Las academias de enseñanza especializadas en Educación Primaria han crecido en menor medida. Han pasado de los 44 inscritos en 2010 a los 47 que se ofertan hoy. En conjunto, existen en Cantabria cerca de 150 aulas de clases particulares para Primaria y Secundaria, y parece que hay trabajo para todos. «No hay por qué pensar que este fenómeno tenga que ver con la mala calidad de la educación en la región», señalan fuentes del Gobierno regional. «La crisis trajo tiempos difíciles pero llevamos varios años incrementando la inversión y mejorando las condiciones de los centros», reivindican desde el Gobierno.

Una alternativa a las oposiciones

Lo cierto es que la ausencia de concurso público de oposiciones a profesores ha espoleado también la creación de más centros privados, sobre todo porque muchos futuros docentes encuentran en el emprendimiento el sustento a la espera de que se abra la veda para acceder a un puesto público. Eso sin contar las decenas de profesores que se desplazan a los domicilios y trabajan sin estar dados de alta en la Seguridad Social. Por suerte para todos ellos el Ejecutivo regional ha anunciado ya para este 2018 la convocatoria de 438 puestos públicos para docencia en Secundaria, Formación Profesional, Escuela Oficial de Idiomas y conservatorios. Además, se publicarán también las plazas de Primaria, ya que pese a que se programaron para 2017, finalmente no existió convocatoria.

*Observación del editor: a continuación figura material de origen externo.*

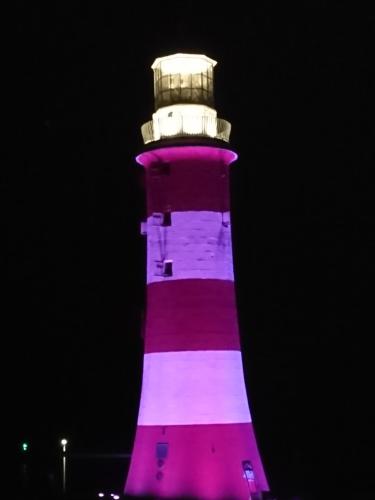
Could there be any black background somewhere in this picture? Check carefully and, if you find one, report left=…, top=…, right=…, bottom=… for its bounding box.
left=8, top=1, right=374, bottom=499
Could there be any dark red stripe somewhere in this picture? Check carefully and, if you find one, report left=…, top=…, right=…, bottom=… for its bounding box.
left=125, top=423, right=269, bottom=500
left=145, top=279, right=240, bottom=352
left=138, top=146, right=236, bottom=214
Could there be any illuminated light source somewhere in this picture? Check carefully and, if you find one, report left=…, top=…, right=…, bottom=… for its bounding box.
left=142, top=54, right=231, bottom=144
left=151, top=54, right=217, bottom=75
left=60, top=438, right=68, bottom=453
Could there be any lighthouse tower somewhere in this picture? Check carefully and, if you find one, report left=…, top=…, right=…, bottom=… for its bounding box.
left=125, top=54, right=269, bottom=500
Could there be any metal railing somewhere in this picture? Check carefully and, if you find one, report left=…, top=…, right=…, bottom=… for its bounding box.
left=141, top=115, right=231, bottom=144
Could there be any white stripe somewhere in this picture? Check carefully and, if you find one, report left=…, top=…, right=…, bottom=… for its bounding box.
left=138, top=351, right=251, bottom=425
left=147, top=211, right=233, bottom=283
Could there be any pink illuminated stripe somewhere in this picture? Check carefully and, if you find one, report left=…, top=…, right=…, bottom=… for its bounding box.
left=137, top=146, right=237, bottom=214
left=147, top=211, right=234, bottom=283
left=145, top=279, right=240, bottom=352
left=138, top=351, right=251, bottom=425
left=125, top=423, right=269, bottom=500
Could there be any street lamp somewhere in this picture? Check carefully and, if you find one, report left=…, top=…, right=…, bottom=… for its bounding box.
left=60, top=438, right=68, bottom=453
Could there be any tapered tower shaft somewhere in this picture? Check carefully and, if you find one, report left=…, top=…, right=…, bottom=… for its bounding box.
left=125, top=54, right=268, bottom=500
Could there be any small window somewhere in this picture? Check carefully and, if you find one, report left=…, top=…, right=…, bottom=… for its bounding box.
left=242, top=460, right=255, bottom=481
left=163, top=260, right=173, bottom=278
left=155, top=260, right=173, bottom=278
left=156, top=443, right=168, bottom=460
left=163, top=212, right=172, bottom=226
left=152, top=212, right=164, bottom=226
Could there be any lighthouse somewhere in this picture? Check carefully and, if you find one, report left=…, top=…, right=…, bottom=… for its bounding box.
left=125, top=54, right=269, bottom=500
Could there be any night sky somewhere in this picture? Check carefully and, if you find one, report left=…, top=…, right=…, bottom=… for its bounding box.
left=8, top=1, right=374, bottom=499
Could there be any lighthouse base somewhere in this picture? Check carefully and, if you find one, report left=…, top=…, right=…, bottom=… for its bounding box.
left=125, top=423, right=269, bottom=500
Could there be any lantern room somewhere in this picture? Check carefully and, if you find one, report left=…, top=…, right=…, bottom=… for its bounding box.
left=151, top=54, right=216, bottom=110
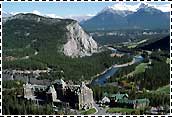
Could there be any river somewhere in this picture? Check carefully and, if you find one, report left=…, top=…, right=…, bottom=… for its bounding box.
left=92, top=47, right=144, bottom=85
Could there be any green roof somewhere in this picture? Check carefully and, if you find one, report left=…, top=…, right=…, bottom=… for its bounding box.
left=135, top=98, right=150, bottom=103
left=118, top=98, right=150, bottom=104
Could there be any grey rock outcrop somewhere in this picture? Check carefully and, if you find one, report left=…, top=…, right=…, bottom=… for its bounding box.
left=63, top=22, right=98, bottom=57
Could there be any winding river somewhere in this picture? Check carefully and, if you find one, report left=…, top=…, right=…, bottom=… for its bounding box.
left=92, top=47, right=144, bottom=85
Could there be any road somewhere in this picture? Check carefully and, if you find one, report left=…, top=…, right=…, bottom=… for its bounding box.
left=94, top=103, right=107, bottom=115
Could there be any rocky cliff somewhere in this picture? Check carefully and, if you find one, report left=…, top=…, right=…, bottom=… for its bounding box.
left=3, top=13, right=97, bottom=57
left=63, top=22, right=97, bottom=57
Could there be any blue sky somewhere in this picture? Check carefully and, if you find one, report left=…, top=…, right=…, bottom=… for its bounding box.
left=2, top=2, right=170, bottom=17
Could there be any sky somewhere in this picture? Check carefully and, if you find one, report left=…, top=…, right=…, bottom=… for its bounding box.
left=2, top=2, right=170, bottom=17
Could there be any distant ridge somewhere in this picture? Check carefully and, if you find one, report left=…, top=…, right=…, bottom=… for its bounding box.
left=81, top=3, right=170, bottom=30
left=140, top=36, right=170, bottom=51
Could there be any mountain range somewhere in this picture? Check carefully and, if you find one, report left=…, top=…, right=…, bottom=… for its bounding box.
left=81, top=3, right=170, bottom=30
left=3, top=13, right=97, bottom=57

«Conozco gente que se ha puesto en marcha, sin tener muy clara la demanda, pero para ir tirando. Son muchos y por eso el número de centros ha aumentado», explica Asier Isa, de Academia Psicopedagogía Santander. «Nosotros llevamos tres años y tenemos cada vez más niños», certifica. Le sucede lo mismo a Daniel Fernández, de Academia Santander. En solo cinco años ha pasado de cero a 40 alumnos de media diaria. «Los padres cada vez tienen menos tiempo que dedicarle a los chavales y además la carga de 'deberes' es cada vez más grande», denuncia. «Son tareas que mandan para casa y que no tienen fundamento. Son meros ejercicios repetitivos que a veces ni siquiera se corresponden con los que entran en el examen», lamenta.

«Los padres cada vez tienen menos tiempo que dedicarle a los chavales y además la carga de 'deberes' es más grande» Daniel Fernández (academia Santander)

No existe un perfil tipo de alumno. «Nosotros los tenemos bien pequeñitos, desde los cinco años», explica Maia Museridze, del Centro de Estudios de Santiago de Cartes. Ella es especialista en docencia de inglés, pero de un año a esta parte las demandas de los padres terminaron por convencerla para poner en marcha clases de apoyo para otras asignaturas. «Los pequeños no están bien preparados. Tienen dificultades para centrarse en leer sobre un papel. No saben diferenciar siquiera una mayúscula de una minúscula. Es algo serio», sentencia.

La mayoría contratan una hora de academia al día, durante los cinco laborables de la semana. Es también una forma de cultivar un hábito de trabajo. Santander aglutina el mayor número de academias, pero le van a la zaga Torrelavega, Camargo, El Astillero y Castro Urdiales. «Hace tres años que empecé a trabajar en Maliaño porque vi que con la concentración de población joven, iba a haber demanda de niños con necesidad de clases particulares», detalla Conchi Allende, de la Academia Euler. En este tiempo ha conseguido sumar una media de unos 20 alumnos en sus clases diarias; aunque es un dato que oscila según el momento del año. «El sistema educativo podría funcionar mejor, pero también hay muchos niños que están acostumbrados a que se lo den todo hecho. Es una cuestión educacional. No atienden en clase porque saben que luego vienen aquí y les resolvemos la papeleta, pero eso está muy mal», explica. Si nada de esto cambia, la superación de la crisis, quizá el único obstáculo que durante estos pasados años había cercenado el crecimiento de las academias, dejará vía libre para que estos negocios sigan proliferando a buen ritmo en la región.